Weakly-supervised segmentation¶
Learning to segment from only image-level labels. The labels will describe the classes that exist within the image but not what the class is for every pixel.
The results from weak-supervision are generally poorer than otherwise but datasets tend to be much cheaper to acquire.
When the dataset is only weakly-supervised it can be very hard to correctly label highly-correlated objects that are usually only seen together, such as a train and rails.
Image-to-image translation¶
Examples:
- Daytime to nighttime
- Greyscale to colour
- Streetmap to satellite view
Object detection¶
The task of finding objects of interest in a scene and determining what they are.

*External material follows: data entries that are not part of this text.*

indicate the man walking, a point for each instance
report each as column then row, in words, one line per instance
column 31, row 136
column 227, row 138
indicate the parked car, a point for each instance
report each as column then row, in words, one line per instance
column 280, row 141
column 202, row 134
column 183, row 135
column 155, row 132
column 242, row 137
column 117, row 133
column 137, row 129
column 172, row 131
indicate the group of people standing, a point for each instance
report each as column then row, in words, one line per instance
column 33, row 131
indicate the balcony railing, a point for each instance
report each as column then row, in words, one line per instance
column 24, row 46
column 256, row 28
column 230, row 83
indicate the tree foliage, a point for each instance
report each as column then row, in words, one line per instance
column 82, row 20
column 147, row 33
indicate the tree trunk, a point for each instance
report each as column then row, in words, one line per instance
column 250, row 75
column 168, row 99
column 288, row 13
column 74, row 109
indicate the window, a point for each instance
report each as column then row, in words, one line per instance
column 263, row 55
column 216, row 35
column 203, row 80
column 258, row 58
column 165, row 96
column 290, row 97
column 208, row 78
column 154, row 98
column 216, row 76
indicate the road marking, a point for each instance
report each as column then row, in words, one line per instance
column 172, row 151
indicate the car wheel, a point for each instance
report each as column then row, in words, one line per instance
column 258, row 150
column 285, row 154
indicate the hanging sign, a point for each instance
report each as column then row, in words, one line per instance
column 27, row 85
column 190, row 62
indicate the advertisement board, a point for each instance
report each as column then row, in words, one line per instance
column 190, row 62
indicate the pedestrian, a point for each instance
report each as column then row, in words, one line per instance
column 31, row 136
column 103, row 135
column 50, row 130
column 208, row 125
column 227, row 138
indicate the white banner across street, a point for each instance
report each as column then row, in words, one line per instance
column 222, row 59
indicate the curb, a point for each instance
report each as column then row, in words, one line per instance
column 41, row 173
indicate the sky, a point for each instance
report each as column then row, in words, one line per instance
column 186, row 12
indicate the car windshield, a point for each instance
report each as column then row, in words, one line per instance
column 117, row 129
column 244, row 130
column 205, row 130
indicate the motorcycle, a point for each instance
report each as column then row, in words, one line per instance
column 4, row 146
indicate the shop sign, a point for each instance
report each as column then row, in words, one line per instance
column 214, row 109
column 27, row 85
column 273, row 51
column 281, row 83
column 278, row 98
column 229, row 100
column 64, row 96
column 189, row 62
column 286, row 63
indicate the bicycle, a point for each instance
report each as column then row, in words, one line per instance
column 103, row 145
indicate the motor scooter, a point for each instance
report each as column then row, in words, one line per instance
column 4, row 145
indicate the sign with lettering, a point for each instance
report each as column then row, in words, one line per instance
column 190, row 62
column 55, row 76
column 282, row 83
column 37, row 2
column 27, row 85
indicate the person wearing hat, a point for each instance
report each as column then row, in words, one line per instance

Object detection algorithms can generally be divided into two categories:
- One-stage detectors
- Two-stage detectors
One-stage detector¶
A class of object detection algorithm. Contrast with two-stage detectors.
Region of interest¶
See ‘region proposal’.
Region proposal¶
A region in an image (usually defined by a rectangle) identified as containing an object of interest with high probability, relative to the background.
Two-stage detector¶
A type of object detection algorithm.
The first stage proposes regions that may contain objects of interest. The second stage classifies these regions as either background or one of the classes.
There is often a significant class-imbalance problem since background regions greatly outnumber the other classes.
Contrast with one-stage detectors.
Saliency map¶
A heatmap over an image which shows each pixel’s importance for the predicted classification. This makes them very useful for making image classifiers explainable.